As I've recently been understanding signalling/status behaviors common among humans and how they can cloud reality, I've had a tendency to automatically think of these behaviors as necessarily bad. But it seems to me that signalling behaviors are pretty much a lot of what we do during our waking life. If you or I have abstract goals: become better at physics, learn to play the guitar, become fit and so forth, these goals may fundamentally be derived from evolutionary drives and therefore their implementation in real life would probably make heavy use of signalling/status urges as primary motivators. But that does not necessarily reduce the usefulness of these behaviors in achieving these abstract goals1,2.
I suppose what we need to be cautious about are inefficiencies. Signalling/status behaviors may not be the optimal way to achieve these goals. We would have to weigh the costs of actively ignoring your previous motivators and cultivating new motivators against the benefit we would gain by having motivations more aligned to our abstract goals.
Any common examples of behaviors that assist and/or thwart goal-achievement? I've got one: health. Abstract goal: We want to be healthy and fit. Status/Signalling urge: desire to look good. The urge sometimes assists, as people try to exercise to look good, which makes you healthier. Sometimes it thwarts, like in the extreme example of anorexia. Has anybody made personal trade-offs?
Note:
1) I realize that this theme is underlying in many LW posts.
2) I'm not trying to talk about whether abstract goals are more important than signalling/status goals.
I attribute bed-making and similar things as reducing the cognitive cost of visual processing. If you enter a clean room, it's easy to asses what few things are present. But if there is a mess, there are all those extra visual objects which must be sorted through in your visual attention circuits.

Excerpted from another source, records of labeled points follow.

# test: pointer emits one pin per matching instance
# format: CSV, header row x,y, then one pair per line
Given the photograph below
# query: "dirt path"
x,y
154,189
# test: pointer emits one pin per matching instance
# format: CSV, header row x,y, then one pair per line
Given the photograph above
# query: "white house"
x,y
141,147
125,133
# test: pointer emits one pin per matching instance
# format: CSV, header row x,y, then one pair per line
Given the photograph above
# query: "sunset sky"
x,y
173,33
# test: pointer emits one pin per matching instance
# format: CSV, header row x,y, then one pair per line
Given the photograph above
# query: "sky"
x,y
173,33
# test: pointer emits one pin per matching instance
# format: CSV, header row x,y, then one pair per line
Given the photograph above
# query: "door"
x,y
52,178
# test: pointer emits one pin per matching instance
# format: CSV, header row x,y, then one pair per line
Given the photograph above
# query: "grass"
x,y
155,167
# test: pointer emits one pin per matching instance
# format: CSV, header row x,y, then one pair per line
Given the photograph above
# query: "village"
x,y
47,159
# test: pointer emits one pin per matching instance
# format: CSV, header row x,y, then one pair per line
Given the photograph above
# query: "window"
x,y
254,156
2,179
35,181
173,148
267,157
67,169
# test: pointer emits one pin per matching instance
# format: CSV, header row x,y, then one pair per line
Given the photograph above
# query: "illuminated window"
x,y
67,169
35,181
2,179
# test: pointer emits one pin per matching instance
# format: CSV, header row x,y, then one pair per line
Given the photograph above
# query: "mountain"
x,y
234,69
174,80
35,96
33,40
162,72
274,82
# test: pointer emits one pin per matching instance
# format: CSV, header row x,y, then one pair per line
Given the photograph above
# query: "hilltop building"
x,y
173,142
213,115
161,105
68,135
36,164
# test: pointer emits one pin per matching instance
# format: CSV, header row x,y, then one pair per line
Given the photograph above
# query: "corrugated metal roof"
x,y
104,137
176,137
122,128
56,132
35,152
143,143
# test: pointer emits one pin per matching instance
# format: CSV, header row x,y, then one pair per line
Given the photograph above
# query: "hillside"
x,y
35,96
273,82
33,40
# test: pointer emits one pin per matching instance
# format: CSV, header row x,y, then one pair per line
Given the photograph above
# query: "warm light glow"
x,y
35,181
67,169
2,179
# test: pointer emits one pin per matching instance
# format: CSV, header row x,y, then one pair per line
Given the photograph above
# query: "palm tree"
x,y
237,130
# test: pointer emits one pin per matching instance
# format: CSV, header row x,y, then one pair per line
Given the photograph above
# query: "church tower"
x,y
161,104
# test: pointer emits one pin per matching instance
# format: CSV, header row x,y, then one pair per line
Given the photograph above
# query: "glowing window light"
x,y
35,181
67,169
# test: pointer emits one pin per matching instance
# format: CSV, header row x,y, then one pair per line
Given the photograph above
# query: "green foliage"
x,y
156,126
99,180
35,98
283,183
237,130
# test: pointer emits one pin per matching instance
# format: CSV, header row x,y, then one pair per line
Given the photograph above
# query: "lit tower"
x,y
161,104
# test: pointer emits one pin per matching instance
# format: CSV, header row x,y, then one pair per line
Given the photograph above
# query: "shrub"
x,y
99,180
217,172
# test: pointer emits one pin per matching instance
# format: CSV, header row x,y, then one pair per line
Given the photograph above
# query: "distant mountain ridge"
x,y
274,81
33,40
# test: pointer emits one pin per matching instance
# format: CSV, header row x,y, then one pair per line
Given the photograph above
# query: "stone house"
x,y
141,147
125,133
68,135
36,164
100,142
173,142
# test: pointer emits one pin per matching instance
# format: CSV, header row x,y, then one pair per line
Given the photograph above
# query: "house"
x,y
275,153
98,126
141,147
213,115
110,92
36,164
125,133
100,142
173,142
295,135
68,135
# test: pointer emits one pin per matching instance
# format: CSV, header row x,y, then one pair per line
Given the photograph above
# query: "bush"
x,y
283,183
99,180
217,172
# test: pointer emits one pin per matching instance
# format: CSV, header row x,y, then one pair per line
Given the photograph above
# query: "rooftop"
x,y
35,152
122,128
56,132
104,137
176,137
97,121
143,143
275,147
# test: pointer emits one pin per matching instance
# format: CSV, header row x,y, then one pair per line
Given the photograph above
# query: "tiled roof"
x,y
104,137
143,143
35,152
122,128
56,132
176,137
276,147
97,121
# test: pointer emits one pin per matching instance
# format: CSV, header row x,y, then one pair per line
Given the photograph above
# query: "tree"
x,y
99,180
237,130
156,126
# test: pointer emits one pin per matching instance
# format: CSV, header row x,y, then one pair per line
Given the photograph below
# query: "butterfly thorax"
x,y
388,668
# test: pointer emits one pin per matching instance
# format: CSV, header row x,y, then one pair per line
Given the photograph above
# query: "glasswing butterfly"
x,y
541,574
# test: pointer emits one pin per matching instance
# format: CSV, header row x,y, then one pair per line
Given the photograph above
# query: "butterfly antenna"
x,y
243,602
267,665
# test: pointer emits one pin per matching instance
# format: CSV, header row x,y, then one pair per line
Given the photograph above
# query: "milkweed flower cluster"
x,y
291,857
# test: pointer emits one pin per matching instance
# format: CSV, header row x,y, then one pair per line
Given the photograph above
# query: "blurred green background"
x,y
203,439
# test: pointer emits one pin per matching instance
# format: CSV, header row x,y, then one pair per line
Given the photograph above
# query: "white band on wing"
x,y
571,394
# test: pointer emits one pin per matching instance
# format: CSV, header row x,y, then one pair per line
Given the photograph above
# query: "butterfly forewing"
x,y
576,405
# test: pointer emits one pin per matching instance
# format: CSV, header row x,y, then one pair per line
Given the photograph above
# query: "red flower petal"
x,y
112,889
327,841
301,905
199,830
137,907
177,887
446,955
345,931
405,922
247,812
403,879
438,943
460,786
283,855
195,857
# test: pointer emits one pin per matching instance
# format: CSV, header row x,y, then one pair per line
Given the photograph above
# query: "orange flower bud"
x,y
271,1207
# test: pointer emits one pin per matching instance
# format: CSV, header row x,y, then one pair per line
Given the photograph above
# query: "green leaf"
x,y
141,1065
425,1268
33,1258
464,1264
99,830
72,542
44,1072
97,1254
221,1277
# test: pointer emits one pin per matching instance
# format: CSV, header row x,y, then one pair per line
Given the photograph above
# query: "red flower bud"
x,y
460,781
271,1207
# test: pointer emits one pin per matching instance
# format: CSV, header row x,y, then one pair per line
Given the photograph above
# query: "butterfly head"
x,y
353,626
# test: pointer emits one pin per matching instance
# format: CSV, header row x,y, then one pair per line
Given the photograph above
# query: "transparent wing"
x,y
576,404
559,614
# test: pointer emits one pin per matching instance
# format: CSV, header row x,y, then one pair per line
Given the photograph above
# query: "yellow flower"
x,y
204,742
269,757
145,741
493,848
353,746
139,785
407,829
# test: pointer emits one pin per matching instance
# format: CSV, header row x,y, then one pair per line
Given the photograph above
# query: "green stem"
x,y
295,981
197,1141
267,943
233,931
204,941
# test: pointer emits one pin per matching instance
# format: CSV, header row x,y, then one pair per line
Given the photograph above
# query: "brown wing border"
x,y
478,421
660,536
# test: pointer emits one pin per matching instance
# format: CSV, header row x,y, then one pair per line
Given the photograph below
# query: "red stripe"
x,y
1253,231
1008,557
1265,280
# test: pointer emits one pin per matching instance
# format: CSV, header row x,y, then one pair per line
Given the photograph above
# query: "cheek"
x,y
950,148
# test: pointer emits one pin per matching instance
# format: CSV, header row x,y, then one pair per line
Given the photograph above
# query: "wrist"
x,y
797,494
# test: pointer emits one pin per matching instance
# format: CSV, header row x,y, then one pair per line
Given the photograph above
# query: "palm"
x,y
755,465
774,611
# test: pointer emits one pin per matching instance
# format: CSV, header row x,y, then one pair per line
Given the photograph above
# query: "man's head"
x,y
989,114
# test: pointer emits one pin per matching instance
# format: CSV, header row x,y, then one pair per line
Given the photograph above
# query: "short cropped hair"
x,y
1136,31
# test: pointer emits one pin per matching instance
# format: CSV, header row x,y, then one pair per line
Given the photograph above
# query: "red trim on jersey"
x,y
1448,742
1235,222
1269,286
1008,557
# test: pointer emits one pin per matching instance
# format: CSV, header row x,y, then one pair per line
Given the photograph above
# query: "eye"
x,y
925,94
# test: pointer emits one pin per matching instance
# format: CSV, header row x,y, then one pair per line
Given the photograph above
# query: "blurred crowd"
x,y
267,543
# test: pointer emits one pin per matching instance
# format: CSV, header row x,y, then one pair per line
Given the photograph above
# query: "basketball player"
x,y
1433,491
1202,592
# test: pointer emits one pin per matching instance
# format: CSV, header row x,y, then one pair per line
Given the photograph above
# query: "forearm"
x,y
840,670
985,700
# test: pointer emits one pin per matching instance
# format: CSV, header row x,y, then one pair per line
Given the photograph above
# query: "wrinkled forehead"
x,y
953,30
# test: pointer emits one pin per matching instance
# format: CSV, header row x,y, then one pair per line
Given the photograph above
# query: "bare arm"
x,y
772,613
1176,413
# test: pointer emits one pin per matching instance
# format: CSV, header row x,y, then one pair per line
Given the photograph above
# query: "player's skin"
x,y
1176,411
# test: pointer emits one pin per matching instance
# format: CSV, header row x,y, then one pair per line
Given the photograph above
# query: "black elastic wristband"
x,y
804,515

Having said that, I think avoiding cognitive cost is something we acquired from evolution because thought was very costly in terms of calories. So it might not be valid to continue avoiding, especially when it comes to questions more important than bed-making. This is one reason we rely on cached thoughts and so forth. Does anyone remember if there was a sequence post on the caloric cost of thinking?
This fits with the studies that I have read (the abstracts of) pertaining to the effect of clutter on both productivity and indicators of stress.